Bots are users too. They have accounts on something like Stack Exchange, and are equally subject to down voting or moderation. The are indistinguishable from human users, in that respect.
Arguably, just like this community: I could be an LLM bot (or a human driving an AI for responses) and you would probably not know. For the record, I am neither of those things (but that’s what a bot would say…).
If you are comparing Stack Exchange with, say, a straight AI chat (e.g. ChatGPT, etc.) then you may have some point. But the difference there is in the interface/environment and the lack of pushback from other users.

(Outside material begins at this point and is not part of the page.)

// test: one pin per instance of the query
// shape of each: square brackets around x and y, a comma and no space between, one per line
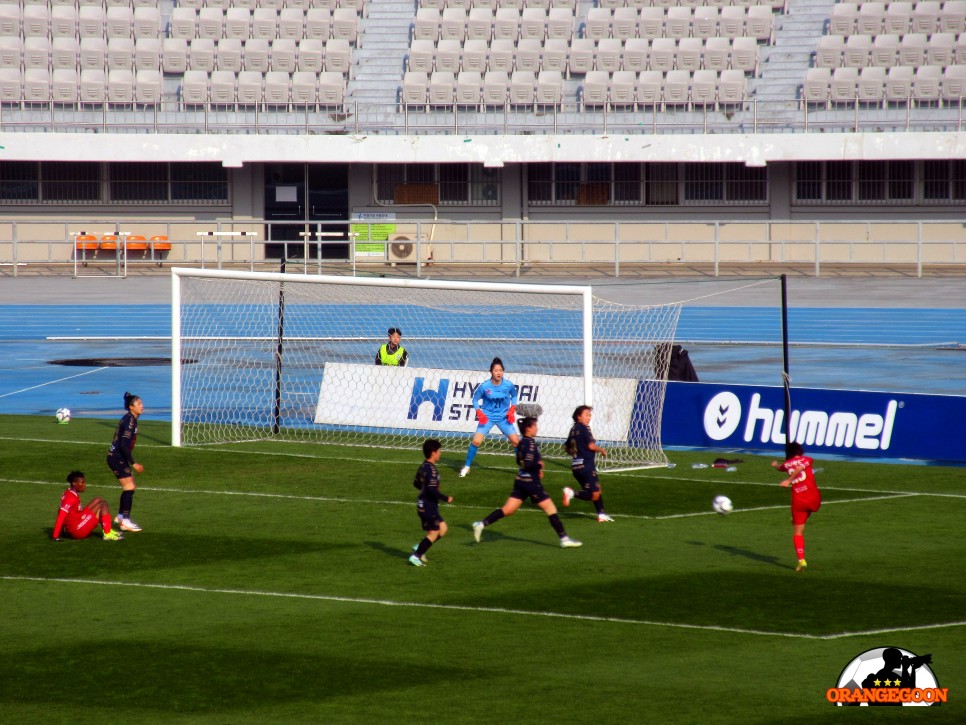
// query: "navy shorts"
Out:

But, as an intellectual exercise, if you took a Stack Exchange like interface which was populated with multiple, competing, LLM model bot “users” with different briefs and emulating human dynamics, then I suspect it would appear very similar to historical Stack exchange and would offer much of the same value to human readers/users.
I’m not defending LLMs here. Nor am I attacking them. There are very real concerns, which Paul and others (including yourself) have highlighted.
Adding to the issues others have raised, I genuinely believe that for certain tasks (like coding) the reliance on scraping human data is going to be the downfall of LLMs in the long term: if humans stop producing content, then LLMs will eat themselves, and that has been proven to result in even worse slop than we get today.
I also, honestly, think that LLMs will spell the end of copyright as we know it. It’s an artificial thing anyway. The problem is, industries and careers have been built on it, and the disintegration of that is going to be messy. I fully support the right for artists and performers to be paid, but I think that the status quo is broken and LLMs are demonstrating that.
For decades now, humans have exploited talented (and no-so-talented) humans for profit. What is happening now is both an extreme version of that - talent-less billionaires trying to score their next billion by screwing both artists and users (Suno, etc.) and an erosion of the classical artist development/distribution system.
That system has IMO largely been broken for decades, with labels pushing formulaic, cheap, marketable crap and “image” over real artistry. the only real difference is that they can do it with AI rather than humans. The downside of that is that is that removes career opportunities for artists. The upside is they will no abuse and bankrupt gullible young artists (which is the basic MO of the record industry). IMO almost all of the really talented, interesting music in since around 2000 has come from independent artists marketing themselves.
The elephant in the room is the massive streaming sites, especially Spotify, which is still exploiting old-school consumption habits whilst surreptitiously replacing humans with AI.
I suspect (and hope) there will be increasing recognition of this and pushback/abandonment of these platforms. After all, people follow artists because they like to have a connection to them. If they start to realise that there’s no actual artist behind the curtain, and no actual art in the material, then that relationship collapses.
I could easily eventually see Spotify being replaced by a “replication” service (I’m thinking Star Trek replicators here) where you can create AI generated “musak” to your hearts content from a prompt for a very low cost per month, rather than paying Spotify (why get Spotify to do it and sell you it when you can do it yourself for far less).
People will, IMO still make music and share it, whether on communities like this, or venues. You can’t replace live music with AI (at least, not very well).
And yes, that’s going to affect people’s livelihoods in the way we currently run societies, but the way we currently run societies is also an artificial construct, largely invented/shaped in the industrial revolution by those with wealth and power. It can change (think Star Trek again…).
All of this is to say, whilst AI and LLMs specifically can be considered bad in many respects, they are not going anywhere any time soon. Railing against them wholesale (including anything which isn’t LLM but contains potentially LLM enabling technology, like Ardour) is tilting against windmills. It’s not going to go away. That doesn’t mean we should be dropping our trousers and bending over the barrel for the tech-bros who are pushing them either!